Extended Attribute Support in jWPS

What are EAs (extended attributes)?

Extended attributes also known as EAs are extra information that may be attached to any file. In short, this is OS/2's built in metadata system. By metadata we mean data about data. Examples are very common. For instance, for every file there is creation date information, size and other attributes such as whether the file is read-only. Metadata and managing it is now at the forefront of computer research and applications, since much data is itself meaningless without sufficient metadata to give it context. As an example, a file system is really just a bad database. How much time do you spend snooping around for a file? If you had better metadata, you would not need to do that and would have to spend far less time looking for things.

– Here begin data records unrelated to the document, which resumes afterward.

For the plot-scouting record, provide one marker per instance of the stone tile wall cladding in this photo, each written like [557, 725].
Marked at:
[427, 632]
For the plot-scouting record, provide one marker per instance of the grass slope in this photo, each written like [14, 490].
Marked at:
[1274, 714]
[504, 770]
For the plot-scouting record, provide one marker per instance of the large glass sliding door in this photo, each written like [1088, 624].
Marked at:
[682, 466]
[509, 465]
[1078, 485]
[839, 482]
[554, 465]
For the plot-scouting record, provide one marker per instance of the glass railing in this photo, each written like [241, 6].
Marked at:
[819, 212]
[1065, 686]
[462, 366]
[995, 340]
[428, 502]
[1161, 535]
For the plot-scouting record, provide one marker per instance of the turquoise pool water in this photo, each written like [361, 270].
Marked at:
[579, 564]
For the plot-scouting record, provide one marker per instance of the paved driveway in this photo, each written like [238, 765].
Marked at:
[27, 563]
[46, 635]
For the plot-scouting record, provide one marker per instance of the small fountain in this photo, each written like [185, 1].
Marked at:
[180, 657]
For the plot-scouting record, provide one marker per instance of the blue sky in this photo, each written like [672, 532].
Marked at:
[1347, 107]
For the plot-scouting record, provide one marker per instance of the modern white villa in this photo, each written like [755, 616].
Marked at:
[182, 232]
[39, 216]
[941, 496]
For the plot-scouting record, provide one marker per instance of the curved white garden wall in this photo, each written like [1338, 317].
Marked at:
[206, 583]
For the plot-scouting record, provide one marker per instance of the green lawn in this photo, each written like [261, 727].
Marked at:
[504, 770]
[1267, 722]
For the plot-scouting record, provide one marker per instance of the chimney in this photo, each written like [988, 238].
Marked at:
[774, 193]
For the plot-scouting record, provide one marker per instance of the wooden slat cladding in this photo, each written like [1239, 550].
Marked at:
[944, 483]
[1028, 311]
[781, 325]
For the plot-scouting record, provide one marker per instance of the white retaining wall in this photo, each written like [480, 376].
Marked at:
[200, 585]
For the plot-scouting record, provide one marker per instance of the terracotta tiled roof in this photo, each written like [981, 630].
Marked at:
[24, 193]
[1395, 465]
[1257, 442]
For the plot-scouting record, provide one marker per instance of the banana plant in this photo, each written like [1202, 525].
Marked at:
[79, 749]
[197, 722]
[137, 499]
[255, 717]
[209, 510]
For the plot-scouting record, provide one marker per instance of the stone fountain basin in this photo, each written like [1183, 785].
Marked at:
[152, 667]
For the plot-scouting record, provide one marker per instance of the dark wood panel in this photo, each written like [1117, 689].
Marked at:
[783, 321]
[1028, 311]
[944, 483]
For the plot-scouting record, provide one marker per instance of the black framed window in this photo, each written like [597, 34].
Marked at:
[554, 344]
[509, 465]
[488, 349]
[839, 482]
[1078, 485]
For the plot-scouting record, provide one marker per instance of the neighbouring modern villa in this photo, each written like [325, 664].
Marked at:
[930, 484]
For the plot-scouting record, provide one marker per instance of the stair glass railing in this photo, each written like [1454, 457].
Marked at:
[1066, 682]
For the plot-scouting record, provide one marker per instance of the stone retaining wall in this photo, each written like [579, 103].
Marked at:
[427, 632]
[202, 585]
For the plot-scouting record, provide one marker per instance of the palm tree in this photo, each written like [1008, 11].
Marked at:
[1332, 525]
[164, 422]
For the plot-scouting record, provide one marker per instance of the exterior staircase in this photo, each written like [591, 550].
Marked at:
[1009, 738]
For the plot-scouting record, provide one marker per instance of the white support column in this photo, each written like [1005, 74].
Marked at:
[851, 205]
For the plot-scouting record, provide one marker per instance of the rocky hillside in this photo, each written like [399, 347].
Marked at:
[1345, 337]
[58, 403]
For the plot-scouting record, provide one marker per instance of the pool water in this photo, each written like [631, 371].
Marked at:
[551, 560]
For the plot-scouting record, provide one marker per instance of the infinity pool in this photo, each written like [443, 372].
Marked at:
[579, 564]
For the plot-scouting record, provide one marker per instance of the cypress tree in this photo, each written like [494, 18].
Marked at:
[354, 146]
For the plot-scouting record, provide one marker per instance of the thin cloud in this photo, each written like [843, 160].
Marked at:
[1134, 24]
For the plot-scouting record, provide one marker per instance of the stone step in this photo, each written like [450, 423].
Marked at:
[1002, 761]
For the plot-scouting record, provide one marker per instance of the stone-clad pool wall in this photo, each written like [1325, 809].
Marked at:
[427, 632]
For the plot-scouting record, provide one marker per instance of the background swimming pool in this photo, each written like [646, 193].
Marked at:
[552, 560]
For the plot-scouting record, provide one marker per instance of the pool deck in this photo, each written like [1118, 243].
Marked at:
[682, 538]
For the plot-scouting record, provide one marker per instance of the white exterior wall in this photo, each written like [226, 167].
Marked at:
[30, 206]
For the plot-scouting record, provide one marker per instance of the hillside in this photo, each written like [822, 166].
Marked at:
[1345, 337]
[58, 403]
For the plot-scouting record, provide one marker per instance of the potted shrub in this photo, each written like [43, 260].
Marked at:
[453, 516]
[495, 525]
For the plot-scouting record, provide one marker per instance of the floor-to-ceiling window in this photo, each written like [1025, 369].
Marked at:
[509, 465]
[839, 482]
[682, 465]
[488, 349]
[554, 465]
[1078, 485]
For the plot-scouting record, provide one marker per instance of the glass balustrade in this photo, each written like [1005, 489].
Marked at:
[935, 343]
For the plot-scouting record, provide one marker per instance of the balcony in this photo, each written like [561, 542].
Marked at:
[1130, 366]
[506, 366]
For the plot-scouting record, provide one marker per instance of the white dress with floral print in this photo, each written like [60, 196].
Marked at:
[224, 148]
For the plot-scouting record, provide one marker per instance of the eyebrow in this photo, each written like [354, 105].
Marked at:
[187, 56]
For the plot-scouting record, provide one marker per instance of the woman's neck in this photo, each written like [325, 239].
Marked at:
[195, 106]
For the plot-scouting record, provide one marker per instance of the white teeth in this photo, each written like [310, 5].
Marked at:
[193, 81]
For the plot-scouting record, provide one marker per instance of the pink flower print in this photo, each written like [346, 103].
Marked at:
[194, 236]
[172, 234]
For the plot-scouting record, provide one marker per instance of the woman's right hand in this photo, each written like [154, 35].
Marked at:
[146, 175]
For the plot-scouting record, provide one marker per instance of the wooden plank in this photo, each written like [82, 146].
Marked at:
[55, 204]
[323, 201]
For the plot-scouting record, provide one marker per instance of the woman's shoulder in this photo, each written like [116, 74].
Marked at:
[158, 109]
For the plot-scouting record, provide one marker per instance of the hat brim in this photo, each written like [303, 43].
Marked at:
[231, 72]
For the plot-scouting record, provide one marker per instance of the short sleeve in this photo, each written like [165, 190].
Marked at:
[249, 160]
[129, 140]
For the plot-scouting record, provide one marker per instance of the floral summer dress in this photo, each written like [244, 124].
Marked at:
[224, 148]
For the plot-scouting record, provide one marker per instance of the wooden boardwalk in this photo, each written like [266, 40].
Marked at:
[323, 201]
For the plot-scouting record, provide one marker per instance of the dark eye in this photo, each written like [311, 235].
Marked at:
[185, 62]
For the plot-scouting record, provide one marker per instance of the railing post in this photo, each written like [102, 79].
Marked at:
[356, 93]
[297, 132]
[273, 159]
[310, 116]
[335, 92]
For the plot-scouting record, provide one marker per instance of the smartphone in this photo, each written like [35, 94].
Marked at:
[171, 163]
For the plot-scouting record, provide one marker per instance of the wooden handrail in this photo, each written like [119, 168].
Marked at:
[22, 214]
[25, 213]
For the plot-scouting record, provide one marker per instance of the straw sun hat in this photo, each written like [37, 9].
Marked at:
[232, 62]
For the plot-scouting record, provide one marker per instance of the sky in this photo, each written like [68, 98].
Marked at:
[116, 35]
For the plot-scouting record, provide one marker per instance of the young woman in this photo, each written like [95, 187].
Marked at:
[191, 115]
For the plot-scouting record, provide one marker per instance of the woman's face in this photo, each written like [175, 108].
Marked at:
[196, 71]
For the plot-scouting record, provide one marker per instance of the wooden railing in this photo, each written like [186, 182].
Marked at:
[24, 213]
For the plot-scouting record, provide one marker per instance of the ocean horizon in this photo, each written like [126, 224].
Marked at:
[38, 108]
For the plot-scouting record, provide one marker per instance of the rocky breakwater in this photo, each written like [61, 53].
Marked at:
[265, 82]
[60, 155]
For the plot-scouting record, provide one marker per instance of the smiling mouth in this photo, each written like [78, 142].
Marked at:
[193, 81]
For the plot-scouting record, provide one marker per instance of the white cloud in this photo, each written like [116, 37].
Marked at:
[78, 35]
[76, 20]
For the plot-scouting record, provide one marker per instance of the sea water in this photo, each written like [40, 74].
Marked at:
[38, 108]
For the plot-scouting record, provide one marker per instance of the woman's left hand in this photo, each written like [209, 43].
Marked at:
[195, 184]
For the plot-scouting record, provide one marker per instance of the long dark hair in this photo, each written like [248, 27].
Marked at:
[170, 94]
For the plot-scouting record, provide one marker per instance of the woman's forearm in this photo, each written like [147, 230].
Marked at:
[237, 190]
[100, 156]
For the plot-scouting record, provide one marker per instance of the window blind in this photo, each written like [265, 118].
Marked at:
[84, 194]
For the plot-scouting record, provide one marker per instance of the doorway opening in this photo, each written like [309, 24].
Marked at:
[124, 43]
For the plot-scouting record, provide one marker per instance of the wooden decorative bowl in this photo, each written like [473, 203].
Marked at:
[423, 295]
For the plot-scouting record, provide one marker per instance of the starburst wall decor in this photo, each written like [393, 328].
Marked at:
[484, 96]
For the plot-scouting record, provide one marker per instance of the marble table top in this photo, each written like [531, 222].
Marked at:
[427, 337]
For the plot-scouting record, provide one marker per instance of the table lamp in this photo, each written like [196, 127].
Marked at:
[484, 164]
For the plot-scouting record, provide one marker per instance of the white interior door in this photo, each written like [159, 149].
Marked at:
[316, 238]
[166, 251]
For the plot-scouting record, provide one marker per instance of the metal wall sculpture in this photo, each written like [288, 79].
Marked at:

The authors of OS/2 realized this and supplied a metadata facility that is built into the native file system, HPFS and as well extensions for FAT and later JFS to allow for this. This was a courageous and bold stroke at the time and other computer operating systems are now starting to incoporate this too. However, this is not a bed of roses.

One of the most glaring issues is that OS/2, as an object-oriented operating system is left with an extremely counter-intuitive way to record metadata. The C API itself is optimized for disk access, not for ease of use. That the EAs are metadata is often lost on people who never see past the formidable learning curve to deal with them. This is not helped by the poor and many times simply wrong or misleading documentation, nor the fact that even many developer journals have articles on EAs that are either incorrect, or so overly simplified that using them as a basis for a more involved project is not really possible. The reality of working natively with EAs is ghastly pointer arithmetic and often times incomprehensible error messages or simply a crash. The API is quite unforgiving and on top of this, it is poorly designed, as is evidenced by the syntax having many required values that can't be changed (e.g. an argument that is identically 1). This shows that someone changed their mind but for whatever reason could not fix the resulting syntax (In reality because other people had probably used it and it would require a large re-write of what was already done). This is the point at which most people back off of using EAs and go to Plan B.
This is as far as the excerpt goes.